Herbert van der Sompel of the Los Alamos National Labaratory, and co-leader of the Memento project, presented a compelling use case for Memento in which he took an older paper he published and tried to follow the links he cited back to the original resources. Most of the links were broken, though all but one are available in a web archive somewhere. Using the Memento plug-in or other Memento tool a user would be able to reach the archived version if the resource no longers exists on the live web.
There was a lot of excitement about the usefulness of the project and the possibilities for awareness. Users who don’t find what they are looking for on the web may not know they can redirect their search to a web archive. Giving seamless access to the archived resources will raise the profile of web archives.
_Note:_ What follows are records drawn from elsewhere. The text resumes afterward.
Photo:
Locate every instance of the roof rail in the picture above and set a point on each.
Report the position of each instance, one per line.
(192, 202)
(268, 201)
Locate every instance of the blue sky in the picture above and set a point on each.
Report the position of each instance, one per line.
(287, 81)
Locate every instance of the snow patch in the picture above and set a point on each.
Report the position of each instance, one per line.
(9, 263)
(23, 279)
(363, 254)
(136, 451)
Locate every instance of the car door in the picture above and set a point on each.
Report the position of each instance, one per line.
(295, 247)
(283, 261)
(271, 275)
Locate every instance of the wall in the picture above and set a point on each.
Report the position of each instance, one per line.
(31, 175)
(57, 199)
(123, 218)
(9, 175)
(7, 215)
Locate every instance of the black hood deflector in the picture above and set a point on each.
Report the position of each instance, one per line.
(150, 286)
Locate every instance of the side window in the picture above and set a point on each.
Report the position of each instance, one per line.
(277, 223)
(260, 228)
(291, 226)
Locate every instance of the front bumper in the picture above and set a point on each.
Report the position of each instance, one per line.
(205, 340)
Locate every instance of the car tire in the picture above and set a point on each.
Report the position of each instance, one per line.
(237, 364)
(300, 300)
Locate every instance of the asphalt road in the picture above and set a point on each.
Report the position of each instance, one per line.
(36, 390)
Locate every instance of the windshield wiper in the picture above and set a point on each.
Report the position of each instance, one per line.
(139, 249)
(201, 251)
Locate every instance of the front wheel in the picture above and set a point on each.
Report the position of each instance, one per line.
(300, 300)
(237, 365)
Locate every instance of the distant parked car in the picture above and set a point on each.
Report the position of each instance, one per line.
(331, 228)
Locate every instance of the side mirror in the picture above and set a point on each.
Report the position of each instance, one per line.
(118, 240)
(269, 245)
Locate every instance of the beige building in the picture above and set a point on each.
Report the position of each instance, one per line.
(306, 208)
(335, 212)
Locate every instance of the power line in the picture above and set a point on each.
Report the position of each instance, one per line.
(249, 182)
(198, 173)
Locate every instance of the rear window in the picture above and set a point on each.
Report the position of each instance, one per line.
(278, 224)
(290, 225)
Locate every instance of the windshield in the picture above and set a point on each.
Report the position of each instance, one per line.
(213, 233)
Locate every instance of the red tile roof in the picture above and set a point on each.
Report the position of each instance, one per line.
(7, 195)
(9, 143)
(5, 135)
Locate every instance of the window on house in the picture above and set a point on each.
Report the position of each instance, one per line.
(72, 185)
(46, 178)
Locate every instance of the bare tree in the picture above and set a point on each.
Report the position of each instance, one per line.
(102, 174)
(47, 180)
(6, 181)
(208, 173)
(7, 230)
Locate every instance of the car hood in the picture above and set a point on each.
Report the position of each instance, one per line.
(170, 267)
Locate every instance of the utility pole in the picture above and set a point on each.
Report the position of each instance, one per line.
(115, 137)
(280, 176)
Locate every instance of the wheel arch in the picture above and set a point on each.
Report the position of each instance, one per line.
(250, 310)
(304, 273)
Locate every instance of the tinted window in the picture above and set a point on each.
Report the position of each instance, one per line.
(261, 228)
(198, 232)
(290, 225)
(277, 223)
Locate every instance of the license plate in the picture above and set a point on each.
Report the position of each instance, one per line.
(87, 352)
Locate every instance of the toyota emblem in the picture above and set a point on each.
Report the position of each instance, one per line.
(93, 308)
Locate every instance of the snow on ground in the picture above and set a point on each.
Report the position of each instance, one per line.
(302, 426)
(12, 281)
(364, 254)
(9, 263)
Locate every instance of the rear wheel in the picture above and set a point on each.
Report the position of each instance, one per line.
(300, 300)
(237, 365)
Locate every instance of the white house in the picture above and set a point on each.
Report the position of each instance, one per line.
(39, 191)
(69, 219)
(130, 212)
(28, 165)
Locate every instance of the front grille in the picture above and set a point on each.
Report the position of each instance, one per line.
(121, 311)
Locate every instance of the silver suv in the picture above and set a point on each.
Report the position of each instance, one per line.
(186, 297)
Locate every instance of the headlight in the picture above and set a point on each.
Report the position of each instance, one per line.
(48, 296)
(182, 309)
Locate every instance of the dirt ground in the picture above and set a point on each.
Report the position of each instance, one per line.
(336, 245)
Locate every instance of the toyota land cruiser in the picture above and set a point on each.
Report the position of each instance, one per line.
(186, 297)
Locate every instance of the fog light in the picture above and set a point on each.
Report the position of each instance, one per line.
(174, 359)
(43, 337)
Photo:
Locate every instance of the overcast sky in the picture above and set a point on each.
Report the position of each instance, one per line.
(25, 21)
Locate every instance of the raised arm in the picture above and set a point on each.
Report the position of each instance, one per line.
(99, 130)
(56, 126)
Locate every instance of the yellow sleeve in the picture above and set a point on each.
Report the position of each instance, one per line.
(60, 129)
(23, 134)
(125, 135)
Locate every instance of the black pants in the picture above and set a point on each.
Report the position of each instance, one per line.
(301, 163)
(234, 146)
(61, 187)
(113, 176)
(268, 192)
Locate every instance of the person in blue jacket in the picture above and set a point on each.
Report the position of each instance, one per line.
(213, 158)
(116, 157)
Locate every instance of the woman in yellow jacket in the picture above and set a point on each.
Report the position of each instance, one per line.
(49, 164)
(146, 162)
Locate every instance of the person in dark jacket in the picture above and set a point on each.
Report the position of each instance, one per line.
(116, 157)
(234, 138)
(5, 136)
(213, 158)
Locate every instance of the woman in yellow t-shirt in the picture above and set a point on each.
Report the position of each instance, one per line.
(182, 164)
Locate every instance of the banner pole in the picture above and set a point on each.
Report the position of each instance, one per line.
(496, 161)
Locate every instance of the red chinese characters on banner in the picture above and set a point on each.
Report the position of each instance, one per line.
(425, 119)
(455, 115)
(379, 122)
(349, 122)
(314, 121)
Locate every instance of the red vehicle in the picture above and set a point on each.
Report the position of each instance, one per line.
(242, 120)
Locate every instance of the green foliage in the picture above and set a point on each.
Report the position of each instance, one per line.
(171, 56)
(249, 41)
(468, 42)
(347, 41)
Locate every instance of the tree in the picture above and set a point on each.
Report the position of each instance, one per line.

If access is restricted for policy or copyright reasons the user can at least know the archived version exists and how they could pursue access.
The rise of data use, delivery and preservation as core digital library services has appeared on this blog before (“D is for data” by Martha Anderson and “Data is the new black” by Leslie Johnston). Web archives are very big in terms of their size, the numbers of files, and the diversity of content. And because web data is structured and machine readable, there is tremendous potential for web archives as research datasets. Both the n-gram search offered by the British Library and the WayBack Machine’s new beta release allow users a better view of what’s in the archives.